Have I taken on more than I can handle by agreeing to be a caregiver?
A vaso-occlusive crisis prompts a doctor to weigh her decision to help her cousin
Even though I already had my hands full with two toddlers, I agreed to help take care of my young cousin when my mother suggested it. She’d called to tell me that my aunt Celina, who’d recently lost her first son to sickle cell disease and was still in mourning, was having a hard time coping. Our home country, Nigeria, had experienced recent economic hardship, and she and her husband didn’t have steady jobs or the financial means to raise their other five children.
My once vivacious aunt was described as a mere shell of her former self, battered by the rigors of life. My heart broke for her, and I instantly regretted not keeping in touch with her.
“You know, your aunt Celina was the one who took care of you while you were a little baby and I was working as a public servant,” my mum said, worsening my guilt.
Aunt Celina has never relied on anyone for help. She’s always been self-sufficient and sounded defensive when we asked about her children’s health or how she was doing, as if we were judging her for marrying her husband despite being warned of his sickle cell status. So when she made the effort to call my mom, I knew her troubles were serious.
For some reason, I felt obliged to contact her. The son’s death must have been heartbreaking for their family, as evidenced by the strain and sadness in her voice. I asked about her kids, notably her little girl Ada; she was a flower girl at my wedding and had the same horrific disease that claimed her brother’s life. This led her to talk about Ada possibly spending the holidays with me in Lagos. After consulting with my mother and husband, I agreed to it.

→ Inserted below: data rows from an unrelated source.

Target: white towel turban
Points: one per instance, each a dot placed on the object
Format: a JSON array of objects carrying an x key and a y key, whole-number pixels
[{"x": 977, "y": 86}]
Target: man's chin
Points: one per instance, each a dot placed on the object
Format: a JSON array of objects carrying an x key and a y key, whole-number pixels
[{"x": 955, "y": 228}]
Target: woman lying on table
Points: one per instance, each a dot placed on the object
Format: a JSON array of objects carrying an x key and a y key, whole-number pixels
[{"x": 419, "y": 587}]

My mother thought it was a terrific idea to have my young cousin stay with us because she could assist me at home with my children while relieving my aunt of the responsibility of caring for a sickly child. My husband’s primary concern was the possibility that I’d be overwhelmed. Nonetheless, I reassured him, saying that taking care of a little girl couldn’t be that difficult.

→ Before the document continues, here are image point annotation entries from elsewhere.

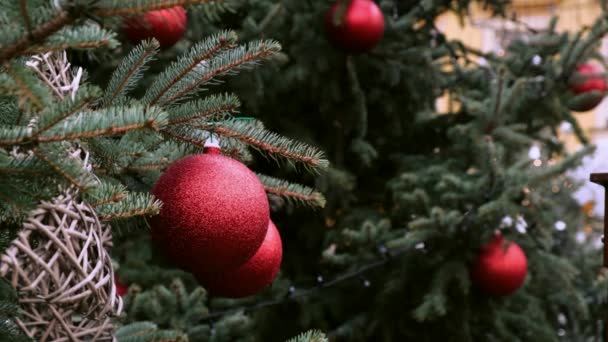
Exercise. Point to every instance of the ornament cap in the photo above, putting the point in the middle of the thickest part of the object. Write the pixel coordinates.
(212, 146)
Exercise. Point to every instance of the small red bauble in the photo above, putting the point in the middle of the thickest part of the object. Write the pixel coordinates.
(500, 268)
(166, 25)
(121, 289)
(215, 212)
(253, 276)
(361, 28)
(588, 79)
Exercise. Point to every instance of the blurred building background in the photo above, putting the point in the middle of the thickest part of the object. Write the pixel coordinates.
(493, 35)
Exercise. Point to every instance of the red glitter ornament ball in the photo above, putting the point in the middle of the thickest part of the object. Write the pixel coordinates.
(253, 276)
(588, 79)
(215, 212)
(500, 268)
(360, 29)
(166, 25)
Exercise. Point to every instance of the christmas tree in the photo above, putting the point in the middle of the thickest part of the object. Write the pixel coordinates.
(438, 223)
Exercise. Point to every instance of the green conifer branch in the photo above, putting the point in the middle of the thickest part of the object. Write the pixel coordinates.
(13, 135)
(253, 133)
(291, 191)
(78, 38)
(185, 64)
(147, 332)
(108, 154)
(133, 204)
(57, 112)
(130, 71)
(191, 135)
(107, 121)
(167, 153)
(106, 193)
(131, 7)
(39, 34)
(228, 62)
(210, 107)
(310, 336)
(26, 164)
(27, 87)
(71, 169)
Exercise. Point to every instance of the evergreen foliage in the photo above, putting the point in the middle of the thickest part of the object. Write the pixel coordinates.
(58, 130)
(411, 195)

At first, everything was going well; my children adored Ada, and she was healthy — until one horrific night, the events of which I remember as well as if they’d happened yesterday.
In the dead of night, I heard a shrill scream. As I heard the sound again, this time more like wailing, I bolted upright in bed, wondering if I were still dreaming. I groggily got up to investigate the noise. Ada, it turned out, was clearly suffering from a high temperature and rigors. For a moment, I panicked, forgetting that I was a physician. Ada cried and moaned that she hurt everywhere.

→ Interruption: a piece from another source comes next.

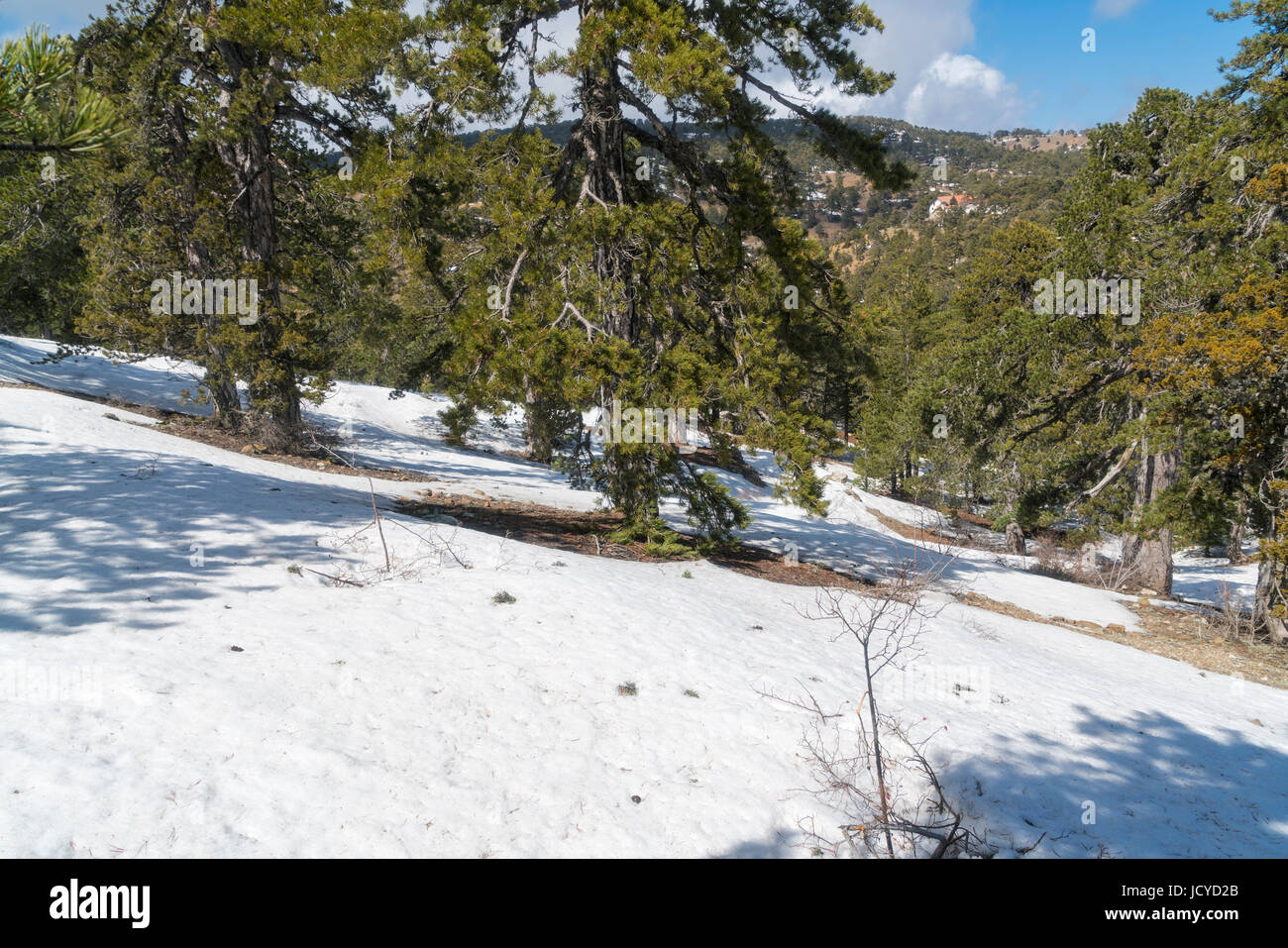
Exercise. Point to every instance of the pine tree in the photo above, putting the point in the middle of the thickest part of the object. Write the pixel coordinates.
(642, 269)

Then, from behind me, my husband said, “What should we do? Think, you’re a doctor.” I immediately came out of my daze and moved into full crisis mode. Ada was admitted to the hospital that night, and I spent a few days with her there. But happily, she was able to overcome the infection and vaso-occlusive crisis.
Honestly, we’d never encountered anything like that at home, so it was truly a frightening event for my family and me. The majority of my work involves dealing with critical and emergency situations, but that still didn’t prepare me for the event that night.
That single occurrence turned everything around for me. It taught me to always be prepared for the worst-case scenario. My husband joked that I went a little crazy, based on the way I frenziedly stocked our medicine cabinet. Even as I reassured him that being well prepared was the best course of action, my true sentiment was, “Are we truly cut out for this? Have we taken on more than we can handle by agreeing to be caregivers?”
While I was contemplating this, he said, “Don’t worry. You can never go wrong by trying to help someone.” And that was all the encouragement I needed to keep fighting for Ada and her battles with sickle cell disease.